FocusVLA: Focused Visual Utilization for Vision-Language-Action Models

Vision-Language-Action (VLA) models improve action generation by conditioning policies on rich vision-language information. However, current auto-regressive policies are constrained by three bottlenecks: (1) architectural bias drives models to overlook visual details, (2) an excessive number of visual tokens makes attention difficult to focus on the correct regions, and (3) task-irrelevant visual information introduces substantial noise - together severely impairing the quality of action. In this paper, we investigate how to effectively utilize different visual representations for action generation. To this end, we first empirically validate the above issues and show that VLA performance is primarily limited by how visual information is utilized, rather than by the quality of visual representations. Based on these insights, we introduce FocusVLA, a novel paradigm that directs the model's attention to task-relevant visual regions to effectively bridge vision to action. Specifically, we first propose Modality Cascaded Attention to eliminate shortcut pathways, thereby compelling VLA models to rely on task-relevant visual details for action generation. Furthermore, we propose Focus Attention, which dynamically selects task-relevant visual patches to control information quantity while explicitly modulating their influence to suppress task-irrelevant noise. Extensive experiments on both simulated and real-world robotic benchmarks demonstrate that FocusVLA not only effectively leverages visual details to perform dexterous manipulations, but also substantially improves performance and accelerates convergence across a variety of tasks.

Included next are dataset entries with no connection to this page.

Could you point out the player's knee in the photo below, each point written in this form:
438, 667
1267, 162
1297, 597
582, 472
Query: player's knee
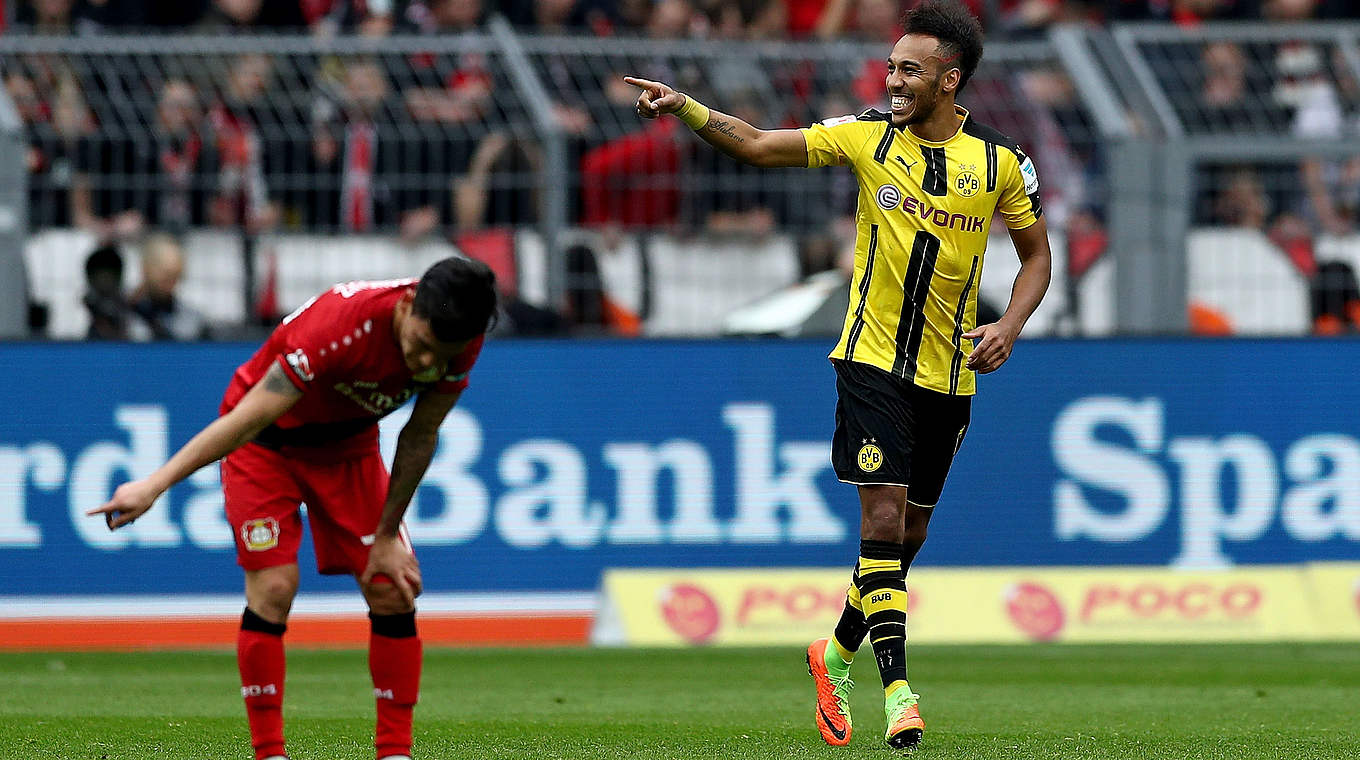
271, 596
385, 598
914, 537
881, 522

翻译：视觉-语言-动作(VLA)模型通过将策略条件建立在丰富的视觉-语言信息上来改进动作生成。然而，当前的自回归策略受到三个瓶颈制约：(1) 架构偏差导致模型忽略视觉细节，(2) 过量的视觉标记使得注意力难以聚焦于正确区域，(3) 与任务无关的视觉信息引入大量噪声——这三者共同严重损害了动作质量。本文研究了如何有效利用不同视觉表征进行动作生成。为此，我们首先通过实验验证了上述问题，并表明VLA性能主要受限于视觉信息的利用方式，而非视觉表征的质量。基于这些发现，我们提出FocusVLA——一种引导模型关注任务相关视觉区域以有效桥接视觉与动作的新型范式。具体而言，我们首先提出模态级联注意力机制来消除捷径路径，从而迫使VLA模型依赖任务相关的视觉细节进行动作生成。此外，我们提出聚焦注意力机制，它能动态选择任务相关的视觉块来控制信息量，同时显式调节其影响以抑制任务无关噪声。在仿真和真实机器人基准测试上的大量实验表明，FocusVLA不仅能有效利用视觉细节执行灵巧操作，还能显著提升性能并加速各类任务的收敛。